6 key areas to explore before selecting a marketing agency

Working with the right marketing agency can catapult a company’s growth, improve customer experience and differentiate the company’s brand in highly competitive markets. If your marketing agency is not aligned with your business objectives, they could negatively affect your customer experience, hinder delivery of product/services and, in some cases, even damage a company’s reputation.

It is therefore critical to not only evaluate a marketing agency’s quality and cost of service but to also think through attributes which will make the partnership successful and mutually beneficial in the long term.

Here are six key areas to evaluate before selecting a marketing agency:

1. Understanding of your business

The time that an agency invests in understanding your business strategy and the perspective it brings to the table based on that understanding during the selection process is an important indicator of the potential impact the agency can have on your business. To effectively build and execute marketing strategies, the agency needs to develop an in-depth understanding of the client’s business strategy and its target customers. Only then will the agency be able to translate the company’s vision and brand promise into campaigns that resonate with the target audience and as a result drive business results

2. Culture of Transparency

It is an agency’s primary objective to deliver on its clients’ marketing and consequently business objectives. Agencies have the shared responsibility, along with the client, to define the marketing strategy and tactics to be deployed to achieve the desired results. They also have control over spending a significant portion of the paid advertising (PPC) budget. So when it comes to reporting on the outcomes of a campaign, the agency can be biased, intentionally or unintentionally, towards sharing only positive results and overlooking outcomes that are not so great. This can be an issue for startups as most are still trying to find what really works with their target audience. There isn’t any historical data to compare performance with. Hence, learning from every campaign is critical in optimizing future spend. Ask the agency for campaign recaps, anonymized as necessary, that they’ve put together for other clients. Look for a healthy mix of success stories and learnings in the reports and what the recommendations were based on the learnings.

3. Breadth of its Offerings

More often than not, customers interact with a company’s brand across multiple channels and assets. These include the company’s website, its blog, social media channels, paid advertisements and brick and mortar stores, to name a few. It is super important to ensure that customers see consistent messaging, vision and the brand’s look, tone and feel across all these touch points. Moreover, it is also essential to deliver these various touch points to customers at the right time and at the right place. This takes significant effort in terms of planning and coordinated execution of a marketing strategy. An agency that has expertise across various channels and tactics such Search Engine Optimization (SEO), Content, Web design, Creative development and Pay Per Click (PPC) advertising can be crucial to the success of a truly integrated marketing strategy. Be sure to test the proficiency of the agency across various channels that your company cares about. It isn’t easy to be an expert in every aspect of marketing. Try to find the best trade off between hiring a separate, dedicated agency for each channel vs finding one or two agencies that can cover all of your needs.

4. Prior Experience

Does the marketing agency have prior experience providing the services you are requesting; specifically providing them to businesses similar to yours? Evaluating prior experience will give you a sense of the agency’s capabilities, subject matter expertise, and skill sets required for providing the services you are seeking. Talking to the agency’s references will give an idea of the pain points and what worked well (and what didn’t) in the agency’s prior engagements. References should also be leveraged to get insights into the day-to-day experience of working with the agency.

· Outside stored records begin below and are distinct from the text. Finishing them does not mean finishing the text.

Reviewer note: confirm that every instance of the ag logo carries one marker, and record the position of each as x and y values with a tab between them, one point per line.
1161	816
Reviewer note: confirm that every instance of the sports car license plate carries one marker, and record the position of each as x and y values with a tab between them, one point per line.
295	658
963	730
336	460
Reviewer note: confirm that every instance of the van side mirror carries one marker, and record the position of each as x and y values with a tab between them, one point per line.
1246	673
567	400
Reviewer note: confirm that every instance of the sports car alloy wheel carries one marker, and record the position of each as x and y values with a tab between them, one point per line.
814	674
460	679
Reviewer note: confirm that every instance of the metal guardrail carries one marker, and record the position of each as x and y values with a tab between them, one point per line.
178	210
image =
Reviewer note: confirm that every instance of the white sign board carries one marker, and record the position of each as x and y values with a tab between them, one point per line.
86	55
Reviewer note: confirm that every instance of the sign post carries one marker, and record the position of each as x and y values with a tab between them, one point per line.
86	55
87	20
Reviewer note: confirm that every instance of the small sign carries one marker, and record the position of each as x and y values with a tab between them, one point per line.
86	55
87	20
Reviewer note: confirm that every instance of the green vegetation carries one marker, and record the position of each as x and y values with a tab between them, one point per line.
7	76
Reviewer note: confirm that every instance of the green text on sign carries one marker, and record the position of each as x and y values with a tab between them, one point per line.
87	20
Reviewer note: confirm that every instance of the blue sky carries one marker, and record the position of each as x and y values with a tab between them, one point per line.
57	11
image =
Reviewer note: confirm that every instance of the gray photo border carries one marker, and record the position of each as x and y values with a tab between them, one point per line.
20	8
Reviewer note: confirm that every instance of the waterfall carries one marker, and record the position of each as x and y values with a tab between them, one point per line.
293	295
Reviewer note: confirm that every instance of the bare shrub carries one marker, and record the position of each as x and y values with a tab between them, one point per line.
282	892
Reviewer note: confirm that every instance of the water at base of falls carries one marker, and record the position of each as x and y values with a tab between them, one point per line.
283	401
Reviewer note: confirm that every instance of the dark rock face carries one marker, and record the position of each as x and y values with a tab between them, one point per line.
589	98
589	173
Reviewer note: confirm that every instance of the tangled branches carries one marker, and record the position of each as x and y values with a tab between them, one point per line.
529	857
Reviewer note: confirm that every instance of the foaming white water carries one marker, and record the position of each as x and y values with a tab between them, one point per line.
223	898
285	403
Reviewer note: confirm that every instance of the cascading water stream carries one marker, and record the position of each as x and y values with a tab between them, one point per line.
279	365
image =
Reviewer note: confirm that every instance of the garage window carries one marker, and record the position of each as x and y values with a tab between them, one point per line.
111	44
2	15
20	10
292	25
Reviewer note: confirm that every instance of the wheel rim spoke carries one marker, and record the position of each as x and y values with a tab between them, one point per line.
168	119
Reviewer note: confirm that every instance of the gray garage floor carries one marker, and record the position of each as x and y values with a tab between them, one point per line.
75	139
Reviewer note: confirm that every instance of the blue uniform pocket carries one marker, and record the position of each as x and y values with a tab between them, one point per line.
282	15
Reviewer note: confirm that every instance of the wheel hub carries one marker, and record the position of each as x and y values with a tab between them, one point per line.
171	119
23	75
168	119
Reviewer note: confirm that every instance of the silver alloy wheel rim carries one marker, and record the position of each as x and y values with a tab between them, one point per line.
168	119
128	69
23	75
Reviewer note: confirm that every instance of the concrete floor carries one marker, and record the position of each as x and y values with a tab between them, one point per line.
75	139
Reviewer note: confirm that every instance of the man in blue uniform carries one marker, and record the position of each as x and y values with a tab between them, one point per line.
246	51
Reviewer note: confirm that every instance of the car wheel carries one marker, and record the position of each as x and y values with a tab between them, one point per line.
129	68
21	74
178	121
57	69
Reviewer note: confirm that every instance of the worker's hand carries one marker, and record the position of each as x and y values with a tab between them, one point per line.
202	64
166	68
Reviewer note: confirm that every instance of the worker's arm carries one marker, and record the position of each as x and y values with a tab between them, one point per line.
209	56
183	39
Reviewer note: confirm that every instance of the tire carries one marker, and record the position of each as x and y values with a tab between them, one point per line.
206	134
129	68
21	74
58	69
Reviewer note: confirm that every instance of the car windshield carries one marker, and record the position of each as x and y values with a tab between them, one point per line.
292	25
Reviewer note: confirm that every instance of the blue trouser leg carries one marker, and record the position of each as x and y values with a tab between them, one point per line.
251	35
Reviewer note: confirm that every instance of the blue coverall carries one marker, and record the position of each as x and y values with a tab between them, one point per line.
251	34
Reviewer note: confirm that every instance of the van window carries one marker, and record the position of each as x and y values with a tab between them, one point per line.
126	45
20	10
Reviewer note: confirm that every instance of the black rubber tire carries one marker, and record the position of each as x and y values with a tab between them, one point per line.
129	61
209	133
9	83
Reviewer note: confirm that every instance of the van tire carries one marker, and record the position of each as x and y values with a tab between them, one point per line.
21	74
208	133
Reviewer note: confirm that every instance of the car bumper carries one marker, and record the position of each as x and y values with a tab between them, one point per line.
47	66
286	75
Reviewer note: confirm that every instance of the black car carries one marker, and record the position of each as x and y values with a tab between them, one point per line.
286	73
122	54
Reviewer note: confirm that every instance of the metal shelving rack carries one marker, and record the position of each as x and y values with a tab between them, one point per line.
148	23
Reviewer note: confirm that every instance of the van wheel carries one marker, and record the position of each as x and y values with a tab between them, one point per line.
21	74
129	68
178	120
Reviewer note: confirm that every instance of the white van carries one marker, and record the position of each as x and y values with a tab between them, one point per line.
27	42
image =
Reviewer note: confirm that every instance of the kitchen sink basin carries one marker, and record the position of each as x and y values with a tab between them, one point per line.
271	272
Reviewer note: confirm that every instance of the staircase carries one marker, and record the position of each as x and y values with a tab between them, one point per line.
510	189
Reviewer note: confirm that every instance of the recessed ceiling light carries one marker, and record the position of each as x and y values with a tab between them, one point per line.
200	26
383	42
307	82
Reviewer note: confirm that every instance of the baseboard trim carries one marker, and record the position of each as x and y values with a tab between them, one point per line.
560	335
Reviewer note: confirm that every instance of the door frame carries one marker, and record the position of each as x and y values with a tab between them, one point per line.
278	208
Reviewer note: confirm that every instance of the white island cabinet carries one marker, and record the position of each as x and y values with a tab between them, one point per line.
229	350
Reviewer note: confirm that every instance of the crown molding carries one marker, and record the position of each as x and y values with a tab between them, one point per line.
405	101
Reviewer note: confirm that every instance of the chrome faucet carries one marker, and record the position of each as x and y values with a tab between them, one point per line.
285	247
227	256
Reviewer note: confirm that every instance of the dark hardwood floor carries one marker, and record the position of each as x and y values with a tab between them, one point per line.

5. Key Performance Indicators

What are the key performance indicators (KPIs) you are going to use to measure the agency’s performance? Is it timely delivery, impact on key business metrics, customer perception of the brand or something else? What is the agency’s track record in delivering on these KPIs to other clients? KPIs will not only help you evaluate agency performance quantitatively, but also provide the agency with specific measures that are important to you. Make sure agency fees have a fixed and variable component. The fixed component can scale with either your ad spend or other operational measure. The variable component should scale with the delivery of mutually agreed upon business KPIs such as actual sales, conversion rates on the website or customer acquisition cost (CAC or CPA).

6. Value of your business to the agency

When it comes to agency management, it is better to be a big fish in a small pond. The top clients are usually guaranteed top tier service and, if you are not already getting that level of service, you have the negotiating power to clearly state your service needs. In situations where there is a marginal difference between service, if you’re given a choice between being an agency’s major client or being one of many, your choice should be the agency where your business is a key client account and is therefore more likely to receive top tier service.